Title
Exposure to Political Diversity Online
Description
Diversity in the information people see and attend to can help people and groups make better decisions, can help people learn and correct inaccurate beliefs, and can help people see ideas with which they do not agree as legitimate. Media policy in the United States has long had a focus on promoting audiences’ exposure to diverse information. The rationale for this goal has been that accurate beliefs and perceptions are necessary for good decision-making and for good governance in democratic society, and that development of these accurate beliefs requires some degree of exposure to information that challenges one’s existing beliefs and opinions. The Internet has brought more choice for what news and information individuals can access. Observers have warned that existing media policies are ill-suited for guaranteeing exposure to political diversity in the Internet age, as people are able to choose more freely from an ever-increasing variety of sources, many of which cater to and present a very narrow range of viewpoints.
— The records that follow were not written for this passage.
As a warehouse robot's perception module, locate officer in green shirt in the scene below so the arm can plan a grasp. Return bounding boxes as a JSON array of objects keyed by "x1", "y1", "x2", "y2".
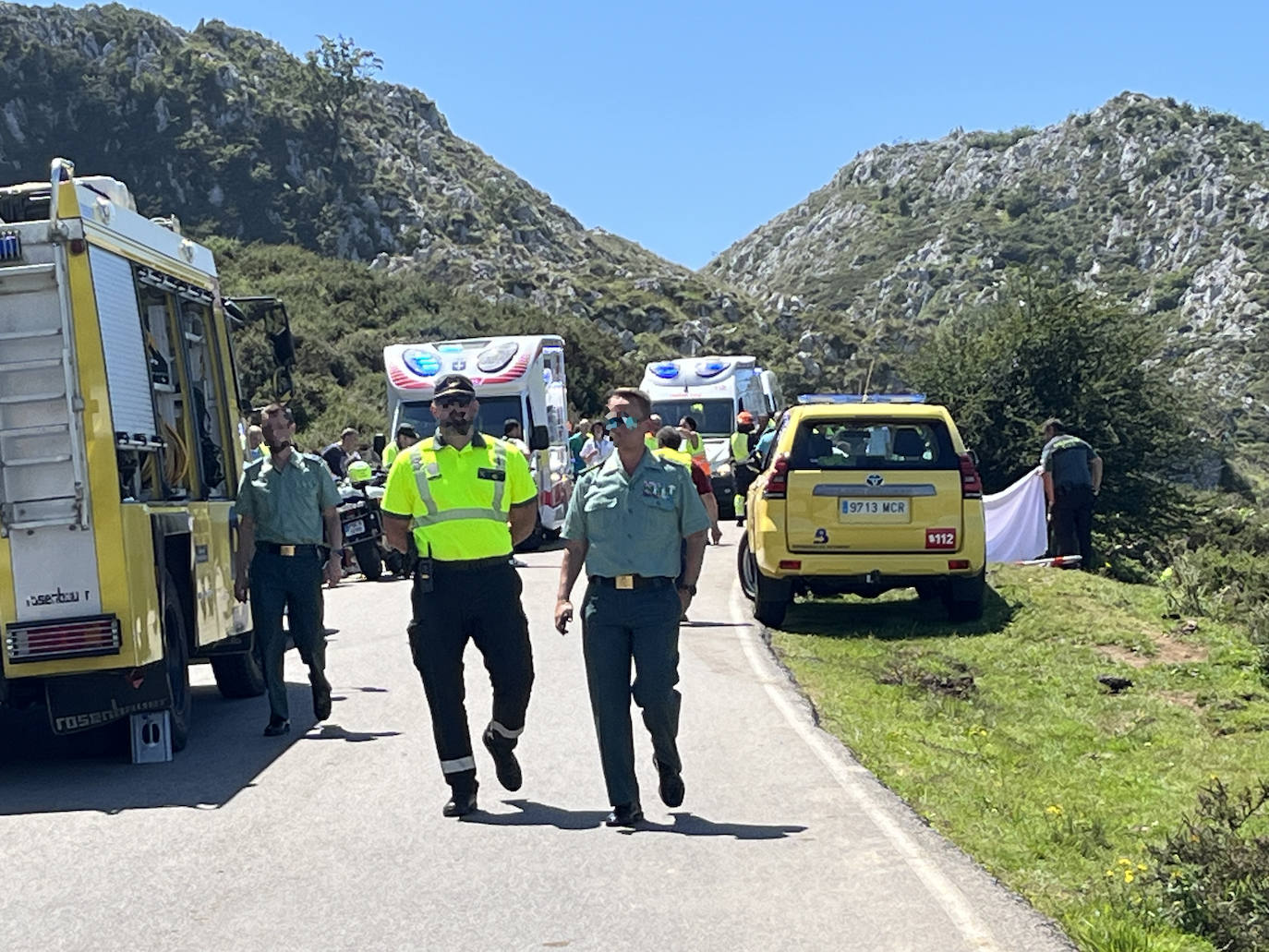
[
  {"x1": 554, "y1": 389, "x2": 709, "y2": 826},
  {"x1": 383, "y1": 423, "x2": 418, "y2": 471},
  {"x1": 381, "y1": 373, "x2": 538, "y2": 816},
  {"x1": 234, "y1": 404, "x2": 344, "y2": 738}
]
Given this range of choice, they argue, Americans will increasingly live in ideological echo chambers and polarization of different political groups will increase. Republicans and Democrats already read different newspapers and watch different TV news stations. They read different political books. They even live in different places. The sources to which they attend are echo chambers: left-leaning and right-leaning blogs rarely link to each other and comment threads contain little disagreement. If people prefer to avoid hearing challenging views, we may see even greater political fragmentation in information consumption as people get better tools for filtering the news based on their own reactions and reactions of other people like them.